Бабушке я всё растолковала, ей там тоже надо было расписаться. Разобрать ее подпись никакой нет возможности, но так уж она пишет. Куда хуже было бы, если бы ее фамилию можно было прочитать, — она ж не помнит, как ее зовут. Немножко попела она. Хорошо хоть не знаю я, что там у нее в голове творится, когда она, бывает, глядит на меня ну волк волком.
Сегодня продала мебель из передней комнаты. Ковер не взяли, потому как он молью трачен. Посылаю тебе деньги, чтобы ты за два месяца заплатила квартирной хозяйке. А дальше сама выкручивайся. Я так скажу: лучше бы и тебе здесь не оставаться. У тебя еще вся жизнь впереди».
Я разнесла себя по пунктам анкеты: родилась, училась, место работы, в какой армии служил отец. И я услышала его песни о фюрере.
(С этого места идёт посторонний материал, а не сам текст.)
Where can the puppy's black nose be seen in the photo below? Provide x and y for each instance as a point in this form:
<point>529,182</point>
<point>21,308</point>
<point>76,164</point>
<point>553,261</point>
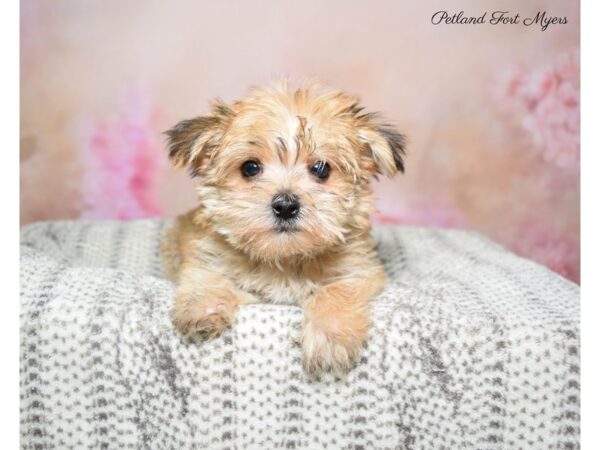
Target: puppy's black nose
<point>285,206</point>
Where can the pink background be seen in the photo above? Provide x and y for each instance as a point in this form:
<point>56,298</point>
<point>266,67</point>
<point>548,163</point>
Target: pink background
<point>491,112</point>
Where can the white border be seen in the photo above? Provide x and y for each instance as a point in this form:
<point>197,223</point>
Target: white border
<point>590,224</point>
<point>9,42</point>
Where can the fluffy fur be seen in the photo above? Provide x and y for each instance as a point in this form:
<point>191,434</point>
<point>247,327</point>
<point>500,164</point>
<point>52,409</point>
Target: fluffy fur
<point>229,251</point>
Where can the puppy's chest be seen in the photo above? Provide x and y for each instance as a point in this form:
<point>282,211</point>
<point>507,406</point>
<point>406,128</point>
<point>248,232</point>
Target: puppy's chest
<point>272,286</point>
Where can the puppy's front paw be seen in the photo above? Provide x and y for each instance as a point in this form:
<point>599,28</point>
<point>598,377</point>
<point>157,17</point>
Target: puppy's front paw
<point>326,349</point>
<point>207,316</point>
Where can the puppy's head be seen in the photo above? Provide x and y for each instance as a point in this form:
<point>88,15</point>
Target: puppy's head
<point>285,173</point>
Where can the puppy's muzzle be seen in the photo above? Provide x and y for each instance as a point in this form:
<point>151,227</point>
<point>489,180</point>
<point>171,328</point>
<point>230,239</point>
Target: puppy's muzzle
<point>286,207</point>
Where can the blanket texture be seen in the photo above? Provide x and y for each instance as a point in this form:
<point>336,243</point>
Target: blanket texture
<point>472,347</point>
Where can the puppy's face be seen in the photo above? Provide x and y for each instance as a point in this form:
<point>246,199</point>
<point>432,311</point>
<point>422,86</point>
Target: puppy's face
<point>286,173</point>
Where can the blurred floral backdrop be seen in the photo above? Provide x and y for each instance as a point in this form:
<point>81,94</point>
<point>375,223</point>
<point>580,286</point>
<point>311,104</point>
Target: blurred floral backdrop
<point>491,112</point>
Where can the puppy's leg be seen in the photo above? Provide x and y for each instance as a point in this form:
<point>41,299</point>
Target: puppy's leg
<point>336,323</point>
<point>205,302</point>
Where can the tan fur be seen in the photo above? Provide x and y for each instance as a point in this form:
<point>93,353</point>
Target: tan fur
<point>227,252</point>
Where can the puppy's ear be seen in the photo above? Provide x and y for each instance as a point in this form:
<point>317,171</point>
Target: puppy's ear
<point>193,140</point>
<point>383,146</point>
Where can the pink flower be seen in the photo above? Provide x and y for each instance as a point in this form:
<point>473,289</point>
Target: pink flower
<point>557,250</point>
<point>121,161</point>
<point>426,213</point>
<point>548,98</point>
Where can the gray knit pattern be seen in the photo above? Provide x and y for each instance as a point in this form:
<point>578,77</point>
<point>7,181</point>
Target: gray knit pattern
<point>472,347</point>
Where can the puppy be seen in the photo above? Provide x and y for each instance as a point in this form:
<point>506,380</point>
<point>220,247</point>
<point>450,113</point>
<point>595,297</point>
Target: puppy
<point>283,216</point>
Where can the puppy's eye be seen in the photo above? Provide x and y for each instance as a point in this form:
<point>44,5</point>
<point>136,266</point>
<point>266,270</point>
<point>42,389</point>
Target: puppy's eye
<point>320,169</point>
<point>250,168</point>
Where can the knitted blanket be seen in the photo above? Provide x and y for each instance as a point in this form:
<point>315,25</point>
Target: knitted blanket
<point>472,347</point>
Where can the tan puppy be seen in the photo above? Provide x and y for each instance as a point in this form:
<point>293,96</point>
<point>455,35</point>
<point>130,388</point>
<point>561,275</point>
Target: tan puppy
<point>283,182</point>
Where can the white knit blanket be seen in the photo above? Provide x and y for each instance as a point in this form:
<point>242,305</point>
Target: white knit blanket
<point>472,347</point>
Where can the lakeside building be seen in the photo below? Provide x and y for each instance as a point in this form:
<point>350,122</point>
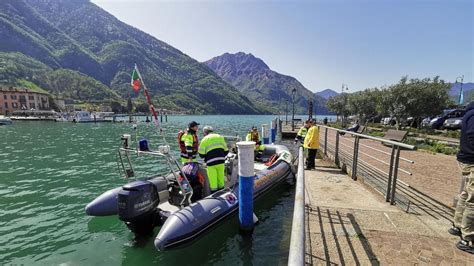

И увидела его мотыгу в саду и придурочные кусточки. Растет ли молочай в Германии, я не имела понятия. А вот бывших солдат-эсэсовцев там хватало.
Дедушка, парикмахер, часовщик, отец, священник и учителя называли Германию матушкой. Хотя в свое время отцы маршировали по свету во имя Германии, она по сей день была матушкой.
Своим отъездом Георг проторил дорожку Эдгару и мне. «Я выбрался из этого мешка-тупика», — сказал Георг уезжая. А через шесть недель, посреди франкфуртской зимы, Георг лежал на мостовой.
«Девятисмертники» остались в шкафу Курта, в ботинке. А Георг вместо этих птиц вылетел из мешка-тупика и угодил в мешок с окном. Быть может, лужа, в которой лежала голова Георга, отражала небо. «Друга каждый себе находил только в облачке на небе…» И все-таки Эдгар и я уехали вслед за Георгом. Эдгар тоже подал заявление на выезд. В кармане куртки у него лежала телеграмма — смерть Георга.